Shell script "dvc pull" not working

I used the code os.system("dvc pull") to load a .csv data file (labeled_projects.csv) from my Google service account (Google Drive), and it has been working well since I deployed it a few months ago. The code itself is loaded from my GitHub account.

But it appears that the code suddenly stopped loading the .csv file and I got the error message FileNotFoundError: [Errno 2] No such file or directory: '/mount/src/mlops/data/labeled_projects.csv'.

The Streamlit server provides no error message regarding the execution of os.system("dvc pull").

Attempting to replace os.system("dvc pull") by using the tempfile package to create a .sh file and executing it using the suprocess package does not help. Got the same FileNotFoundError message with no error message about “dvc pull”.

Also, executing the command find . -name 'labeled_projects.csv' could not find any matching return from the streamlit server.

The code “dvc pull” works fine if executed locally.

Thanks for your help!

Hi @tonypeng

I’ve recently used subprocess’ Popen to run a shell script file. Additionally, there’s also run from subprocess that you could also try. Please also look into using stdout and/or stderr as parameters in order to direct any error messages.

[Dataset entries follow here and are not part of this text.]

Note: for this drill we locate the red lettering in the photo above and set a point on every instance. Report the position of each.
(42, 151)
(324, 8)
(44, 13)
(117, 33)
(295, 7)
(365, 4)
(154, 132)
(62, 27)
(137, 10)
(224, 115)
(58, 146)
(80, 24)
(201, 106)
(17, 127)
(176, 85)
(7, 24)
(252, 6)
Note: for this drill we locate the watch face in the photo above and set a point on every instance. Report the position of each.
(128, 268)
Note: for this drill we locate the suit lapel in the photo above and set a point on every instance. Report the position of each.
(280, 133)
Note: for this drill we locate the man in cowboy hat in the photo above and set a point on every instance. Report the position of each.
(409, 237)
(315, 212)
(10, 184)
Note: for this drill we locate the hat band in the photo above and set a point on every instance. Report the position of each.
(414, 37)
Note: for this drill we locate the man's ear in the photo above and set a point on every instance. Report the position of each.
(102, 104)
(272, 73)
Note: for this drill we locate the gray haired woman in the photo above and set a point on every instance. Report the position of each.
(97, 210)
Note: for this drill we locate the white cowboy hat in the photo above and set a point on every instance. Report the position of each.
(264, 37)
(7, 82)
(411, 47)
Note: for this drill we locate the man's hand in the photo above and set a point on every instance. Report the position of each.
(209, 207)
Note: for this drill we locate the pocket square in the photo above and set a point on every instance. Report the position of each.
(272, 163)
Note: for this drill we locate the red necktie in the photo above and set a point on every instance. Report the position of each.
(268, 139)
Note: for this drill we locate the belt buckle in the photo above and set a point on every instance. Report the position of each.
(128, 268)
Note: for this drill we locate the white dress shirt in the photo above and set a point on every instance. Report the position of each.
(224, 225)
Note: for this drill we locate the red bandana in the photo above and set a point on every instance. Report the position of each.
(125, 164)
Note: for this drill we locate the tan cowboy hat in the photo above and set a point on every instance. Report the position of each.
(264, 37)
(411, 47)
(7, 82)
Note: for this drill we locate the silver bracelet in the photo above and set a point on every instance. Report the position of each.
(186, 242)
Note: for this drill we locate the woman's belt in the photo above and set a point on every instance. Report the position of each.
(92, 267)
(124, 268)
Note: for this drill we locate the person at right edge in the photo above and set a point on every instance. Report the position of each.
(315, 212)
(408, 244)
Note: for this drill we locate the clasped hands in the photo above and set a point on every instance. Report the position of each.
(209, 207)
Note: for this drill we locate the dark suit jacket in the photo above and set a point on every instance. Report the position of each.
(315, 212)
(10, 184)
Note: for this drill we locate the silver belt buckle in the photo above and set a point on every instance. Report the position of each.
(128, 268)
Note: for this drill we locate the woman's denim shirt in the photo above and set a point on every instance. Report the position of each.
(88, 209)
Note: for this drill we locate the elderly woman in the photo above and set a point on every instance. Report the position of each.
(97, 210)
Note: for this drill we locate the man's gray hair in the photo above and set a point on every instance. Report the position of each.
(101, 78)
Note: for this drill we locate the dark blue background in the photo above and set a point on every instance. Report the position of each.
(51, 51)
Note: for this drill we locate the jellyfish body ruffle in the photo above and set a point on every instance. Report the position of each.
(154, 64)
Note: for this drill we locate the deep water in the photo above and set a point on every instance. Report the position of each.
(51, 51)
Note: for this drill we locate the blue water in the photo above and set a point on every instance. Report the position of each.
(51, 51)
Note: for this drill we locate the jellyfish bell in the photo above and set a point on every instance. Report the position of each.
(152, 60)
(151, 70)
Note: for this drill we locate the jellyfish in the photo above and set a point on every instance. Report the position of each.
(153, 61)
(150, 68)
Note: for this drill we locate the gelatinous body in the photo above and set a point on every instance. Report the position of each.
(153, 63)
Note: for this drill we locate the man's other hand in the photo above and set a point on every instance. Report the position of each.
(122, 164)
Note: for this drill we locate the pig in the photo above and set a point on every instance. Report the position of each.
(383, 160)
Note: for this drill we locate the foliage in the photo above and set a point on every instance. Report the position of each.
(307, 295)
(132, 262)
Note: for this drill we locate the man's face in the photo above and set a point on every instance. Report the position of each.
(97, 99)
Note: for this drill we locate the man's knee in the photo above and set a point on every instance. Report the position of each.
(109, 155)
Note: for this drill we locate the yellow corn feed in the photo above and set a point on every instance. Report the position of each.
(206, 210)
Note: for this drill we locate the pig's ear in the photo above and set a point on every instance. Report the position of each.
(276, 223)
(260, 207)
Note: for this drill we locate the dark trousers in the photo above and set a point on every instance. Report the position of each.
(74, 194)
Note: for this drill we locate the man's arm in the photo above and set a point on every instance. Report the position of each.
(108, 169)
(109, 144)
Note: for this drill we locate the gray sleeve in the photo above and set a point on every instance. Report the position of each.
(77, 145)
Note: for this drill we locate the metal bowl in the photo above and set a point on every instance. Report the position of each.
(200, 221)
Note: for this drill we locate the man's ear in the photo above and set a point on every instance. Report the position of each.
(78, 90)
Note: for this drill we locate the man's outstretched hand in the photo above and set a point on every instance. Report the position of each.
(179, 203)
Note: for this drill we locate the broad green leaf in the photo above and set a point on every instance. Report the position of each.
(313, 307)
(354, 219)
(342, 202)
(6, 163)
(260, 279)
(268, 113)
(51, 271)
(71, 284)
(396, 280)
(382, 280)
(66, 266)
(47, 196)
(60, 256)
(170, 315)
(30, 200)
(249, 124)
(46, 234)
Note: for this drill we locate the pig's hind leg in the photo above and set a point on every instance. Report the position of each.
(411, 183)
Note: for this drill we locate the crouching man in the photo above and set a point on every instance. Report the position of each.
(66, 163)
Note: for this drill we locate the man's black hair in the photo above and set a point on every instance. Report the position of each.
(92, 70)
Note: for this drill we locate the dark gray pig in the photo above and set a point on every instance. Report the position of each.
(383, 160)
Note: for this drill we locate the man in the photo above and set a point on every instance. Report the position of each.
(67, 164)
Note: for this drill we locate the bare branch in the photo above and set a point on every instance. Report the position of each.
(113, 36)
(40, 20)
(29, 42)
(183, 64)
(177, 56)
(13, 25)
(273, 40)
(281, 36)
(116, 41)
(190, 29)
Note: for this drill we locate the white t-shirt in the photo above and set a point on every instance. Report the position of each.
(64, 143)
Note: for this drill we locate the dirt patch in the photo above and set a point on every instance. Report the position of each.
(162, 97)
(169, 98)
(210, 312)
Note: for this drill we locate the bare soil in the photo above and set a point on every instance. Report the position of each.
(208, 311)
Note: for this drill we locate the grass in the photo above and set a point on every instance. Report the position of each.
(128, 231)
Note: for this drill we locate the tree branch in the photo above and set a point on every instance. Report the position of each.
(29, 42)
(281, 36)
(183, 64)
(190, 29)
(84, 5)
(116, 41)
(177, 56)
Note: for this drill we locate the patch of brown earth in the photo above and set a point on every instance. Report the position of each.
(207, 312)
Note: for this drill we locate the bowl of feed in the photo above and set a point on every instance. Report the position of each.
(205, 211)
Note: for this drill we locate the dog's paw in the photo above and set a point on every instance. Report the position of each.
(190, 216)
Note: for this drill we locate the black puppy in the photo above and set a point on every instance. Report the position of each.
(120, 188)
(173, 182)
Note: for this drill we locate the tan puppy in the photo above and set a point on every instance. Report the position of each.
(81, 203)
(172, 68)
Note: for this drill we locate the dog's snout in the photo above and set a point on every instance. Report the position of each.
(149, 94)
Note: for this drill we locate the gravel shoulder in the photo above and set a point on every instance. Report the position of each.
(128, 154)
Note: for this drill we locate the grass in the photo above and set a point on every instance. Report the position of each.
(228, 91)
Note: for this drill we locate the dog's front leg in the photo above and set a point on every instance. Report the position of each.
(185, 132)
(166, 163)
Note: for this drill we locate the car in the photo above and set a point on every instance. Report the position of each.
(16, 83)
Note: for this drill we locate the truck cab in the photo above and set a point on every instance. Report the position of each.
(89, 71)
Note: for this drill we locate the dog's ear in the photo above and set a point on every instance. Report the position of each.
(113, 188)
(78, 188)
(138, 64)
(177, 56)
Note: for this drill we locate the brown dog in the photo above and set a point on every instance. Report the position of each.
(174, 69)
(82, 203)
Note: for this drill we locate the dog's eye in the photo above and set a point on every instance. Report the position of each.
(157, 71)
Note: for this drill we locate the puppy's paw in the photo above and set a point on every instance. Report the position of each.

Here’s a code snippet that you can add to your Streamlit app and see if that helps.

import subprocess

result = subprocess.Popen(['bash', 'run.sh'], stdout=subprocess.PIPE, stderr=subprocess.PIPE)
stdout, stderr = result.communicate()
print("Output:", stdout.decode())
print("Error:", stderr.decode())

Thanks @dataprofessor for the code snippet.

Using the code snippet you provided, it appears that, in my case with a simple Shell script of dvc pull within the Streamlit app.py file, the correct executable of dvc that is installed into the Streamlit server from the requirements.txt file can not be successfully reached.

The following code solved my problem.

import sys
import subprocess
import streamlit as st

def pull_data_with_dvc():
    cmd = [sys.executable, "-m", "dvc", "pull"]
    result = subprocess.run(cmd, capture_output=True, text=True)
    if result.returncode == 0:
        st.write("Data pulled successfully!")
        st.write(result.stdout)
    else:
        st.write("Error pulling data!")
        st.write(result.stderr)

# Use this function somewhere in your Streamlit app.
pull_data_with_dvc()

Thanks again!

1 Like

Glad to see that you’ve found a working implementation, congrats!

1 Like